親友シン・フンボクの死の真相に迫っていた世子イ・ソンでしたが、事態はとんでもない方向へ転がり始めます。なんと、師であるパク・ムンスからフンボクの遺体を井戸に捨てたのは私だという衝撃の告白を聞かされるのです。ソンがその言葉の意味を理解する間もなく、役人たちがなだれ込み、今度はソン自身が殺人容疑で逮捕されてしまいました。
父である王ヨンジョが自ら主宰する尋問の場で、ソンは厳しい追及を受けます。なぜ死んだ男の家に行ったのかと問われ、ソンはフンボク殺しの黒幕を追っていたと正直に答えます。そして、その黒幕は誰かとヨンジョに詰め寄られると、ソンの頭の中では恐ろしい光景が繰り広げられました。
(ここからソンの想像シーン)ソンは立ち上がり、居並ぶ重臣たちの中からキム・テクを指さし、犯人はお前だ!と告発します。しかし、ヨンジョが動機を問うと、今度はソンは父である王に向き直り、ならば父上なのですか?と問い詰めるのです。フンボクが書き写した秘密文書盟約を突きつけられ、ヨンジョはなすすべなく崩れ落ちるのでした…。
ハッと我に返ったソン。あまりに危険すぎる真実を口にすることをためらい、答えられないと口を閉ざしてしまいます。その態度に激怒したヨンジョは、現場から見つかったソンの短刀を証拠として突きつけ、なんと実の息子であるソンを牢獄へ送るよう命じるのです。父の非情な命令に、ソンはキム・テクを睨みつけることしかできませんでした。

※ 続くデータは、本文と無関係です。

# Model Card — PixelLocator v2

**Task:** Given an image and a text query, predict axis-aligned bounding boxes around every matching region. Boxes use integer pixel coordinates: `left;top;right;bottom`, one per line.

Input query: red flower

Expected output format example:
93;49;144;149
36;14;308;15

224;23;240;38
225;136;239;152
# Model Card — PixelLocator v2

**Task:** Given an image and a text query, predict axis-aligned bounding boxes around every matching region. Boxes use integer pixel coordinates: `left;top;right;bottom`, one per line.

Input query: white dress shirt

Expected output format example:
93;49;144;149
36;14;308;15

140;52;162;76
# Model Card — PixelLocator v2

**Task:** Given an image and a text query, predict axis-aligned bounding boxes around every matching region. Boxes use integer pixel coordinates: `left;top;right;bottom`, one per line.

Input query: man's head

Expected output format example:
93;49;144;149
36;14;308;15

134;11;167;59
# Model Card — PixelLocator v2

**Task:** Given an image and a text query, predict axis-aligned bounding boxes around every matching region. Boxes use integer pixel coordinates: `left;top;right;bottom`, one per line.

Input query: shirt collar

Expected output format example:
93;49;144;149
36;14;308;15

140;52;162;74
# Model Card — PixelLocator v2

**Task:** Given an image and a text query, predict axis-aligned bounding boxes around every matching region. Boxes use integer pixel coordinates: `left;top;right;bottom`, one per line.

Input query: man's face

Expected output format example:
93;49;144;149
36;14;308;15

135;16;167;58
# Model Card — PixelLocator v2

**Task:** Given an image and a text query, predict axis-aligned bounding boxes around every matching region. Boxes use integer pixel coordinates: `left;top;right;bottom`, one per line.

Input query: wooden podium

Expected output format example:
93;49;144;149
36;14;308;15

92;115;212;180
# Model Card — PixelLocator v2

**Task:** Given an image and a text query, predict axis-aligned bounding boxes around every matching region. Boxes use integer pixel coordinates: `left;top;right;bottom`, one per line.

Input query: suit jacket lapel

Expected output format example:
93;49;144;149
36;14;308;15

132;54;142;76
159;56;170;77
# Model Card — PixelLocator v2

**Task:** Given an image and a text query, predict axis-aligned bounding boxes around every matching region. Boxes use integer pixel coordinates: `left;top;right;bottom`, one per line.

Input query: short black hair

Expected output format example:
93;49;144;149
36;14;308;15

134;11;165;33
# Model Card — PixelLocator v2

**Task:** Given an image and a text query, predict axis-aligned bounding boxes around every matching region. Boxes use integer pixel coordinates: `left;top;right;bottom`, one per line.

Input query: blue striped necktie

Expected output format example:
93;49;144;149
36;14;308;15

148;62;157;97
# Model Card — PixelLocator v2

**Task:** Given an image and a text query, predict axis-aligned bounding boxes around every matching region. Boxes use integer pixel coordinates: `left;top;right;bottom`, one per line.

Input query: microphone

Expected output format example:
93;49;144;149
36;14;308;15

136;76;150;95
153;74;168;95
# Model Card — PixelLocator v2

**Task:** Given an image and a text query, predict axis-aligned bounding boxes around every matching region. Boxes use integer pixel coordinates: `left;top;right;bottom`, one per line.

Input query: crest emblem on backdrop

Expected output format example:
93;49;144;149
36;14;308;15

牢獄に入れられたソンは、フンボクが残した盟約の写しを改めて読み解きます。そこには、キム・テクをはじめとする老論(ノロン)派の重臣たちが、ヨンジョを王位に就けるために交わした誓いが記されていました。ソンは、父がこの陰謀を知っていたのか、という底知れぬ疑念に苛まれます。
一方、ソンの師パク・ムンスは、各方面から板挟み状態に。ヨンジョからは息子を助けたければ盟約を渡せと脅され、さらには無実のチョルチュを犯人に仕立て上げろとまで命じられます。老論派だけでなく、味方であるはずの少論(ソロン)派からも盟約を狙われ、まさに八方塞がり。
そんな中、事態を打開しようと動いたのは、ソンの妻ヘギョングンでした。彼女はなんと、事件の鍵を握るソ・ジダムを誘拐同然の方法で保護していたのです。そして、まだ幼い息子イ・サン(後の正祖)を連れ、王宮の中庭でひざまずき、夫の再審をヨンジョに涙ながらに訴え始めます。
王の孫と私は、ここを墓場とします!
ヘギョングンの悲痛な叫びが王宮に響き渡る中、ソンは彼女とジダムの身を案じます。証拠不十分でジダムが罰せられる危険性を考え、焦りを隠せません。妻の覚悟、父の狂気、そして敵の陰謀が渦巻く中、ソンは絶体絶命の窮地から抜け出すことができるのでしょうか。
『秘密の扉』第9話の感想
今回は、各キャラクターの思惑が激しくぶつかり合い、物語が大きく動いた回でした。特に印象的だったのは、これまで気丈ながらも一歩引いていたヘギョングンの変貌です。夫を救うため、そして自らの未来を守るために、ジダムを保護し、幼い息子を連れて王に直訴するという大胆な行動には驚かされました。彼女の内に秘めた強い意志と覚悟が表に出てきた瞬間であり、今後の展開の鍵を握る人物になることを予感させます。
また、ヨンジョ王の父親としての苦悩と、権力者としての非情さが入り混じった狂気には、見ていて胸が苦しくなりました。息子を救いたい気持ちと、王座を守るためなら息子すら駒として使う冷徹さ。その二面性が、この親子の悲劇をより一層深くしています。イ・ソン、パク・ムンス、キム・テク、そしてヘギョングン、それぞれの正義と立場が複雑に絡み合い、誰が敵で誰が味方なのか、一筋縄ではいかない重厚な人間ドラマが繰り広げられました。